About 1.2 million Americans a year suffer a heart attack and more than 40 percent of them die. Nearly half of all heart attack deaths occur before the person reaches the hospital. Many lives could be saved if victims received clot-dissolving drugs and other artery-opening treatments within one hour of symptom onset.
Shockingly, most heart attack victims wait two or more hours after symptom onset before seeking medical help because they don’t recognize the true warning signs-expecting a heart attack to be sudden and intense, like a so-called Hollywood Heart Attack, where a person clutches his or her chest and falls over as often seen in the movies and television-and don’t realize the importance of calling 911.
Here’s why every second counts: The heart is a muscular organ that works 24 hours a day, pumping blood with oxygen and other nutrients to the body. Blood is supplied to the heart through coronary arteries. A heart attack occurs when the supply of blood to an area of the heart muscle is blocked, usually by a clot in the coronary artery. The longer an artery is blocked and the blood supply is cut off, the more heart muscle will die and be replaced by scar tissue. Depending on the extent of heart muscle damage, a heart attack can be deadly or disabling.
Treatments for a heart attack work to open the blocked artery to restore blood flow as quickly as possible to prevent or limit heart muscle damage and to lessen the chance of a repeat attack. To be most effective, heart attack treatments should be given as soon as possible-within one hour of symptom onset.
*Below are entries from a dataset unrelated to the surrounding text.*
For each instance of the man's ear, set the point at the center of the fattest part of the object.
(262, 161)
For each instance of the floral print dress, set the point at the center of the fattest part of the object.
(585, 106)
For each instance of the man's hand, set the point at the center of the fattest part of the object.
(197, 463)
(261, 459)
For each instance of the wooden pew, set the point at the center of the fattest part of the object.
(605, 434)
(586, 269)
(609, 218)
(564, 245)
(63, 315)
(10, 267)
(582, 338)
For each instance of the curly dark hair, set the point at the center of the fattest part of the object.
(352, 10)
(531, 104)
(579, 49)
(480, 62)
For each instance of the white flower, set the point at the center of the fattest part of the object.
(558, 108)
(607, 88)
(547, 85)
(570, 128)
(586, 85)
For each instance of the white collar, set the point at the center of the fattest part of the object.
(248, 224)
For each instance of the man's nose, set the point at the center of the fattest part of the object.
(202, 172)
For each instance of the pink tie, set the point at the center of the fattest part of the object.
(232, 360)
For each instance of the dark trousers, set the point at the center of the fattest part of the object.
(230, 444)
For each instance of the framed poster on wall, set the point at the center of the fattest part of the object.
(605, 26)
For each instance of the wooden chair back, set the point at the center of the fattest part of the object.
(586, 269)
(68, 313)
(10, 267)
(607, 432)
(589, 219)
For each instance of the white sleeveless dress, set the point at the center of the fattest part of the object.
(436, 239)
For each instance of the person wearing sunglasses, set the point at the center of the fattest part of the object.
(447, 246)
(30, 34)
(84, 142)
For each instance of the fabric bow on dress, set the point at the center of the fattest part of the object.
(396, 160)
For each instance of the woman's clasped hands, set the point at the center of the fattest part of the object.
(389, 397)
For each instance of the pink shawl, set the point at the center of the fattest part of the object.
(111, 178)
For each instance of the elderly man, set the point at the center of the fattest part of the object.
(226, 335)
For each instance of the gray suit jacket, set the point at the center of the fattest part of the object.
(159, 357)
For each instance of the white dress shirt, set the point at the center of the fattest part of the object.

• Fibrinolytic, or “clot-dissolving,” therapy: prevents or limits heart muscle damage by dissolving artery-blocking clots.
• Aspirin: acts to thin the blood and lessen the size of the blood clot during a heart attack.
• Nitrates (including nitroglycerin): relax blood vessels and stop chest pain.
• Beta blockers: reduce nerve impulses to the heart and blood vessels, making the heart beat more slowly and with less force.
Doctors may also perform a special procedure-either during a heart attack or afterwards-to improve blood flow to the heart muscle when coronary arteries are narrowed or blocked. These procedures include coronary angioplasty and coronary artery bypass surgery.
Act in Time to Heart Attack Signs, a public education campaign of the National Heart, Lung, and Blood Institute, is being revitalized this year through the sponsorship of PDL BioPharma, Inc. The goals of the campaign are to educate Americans about the warning signs of a heart attack and to urge them to call 911 immediately.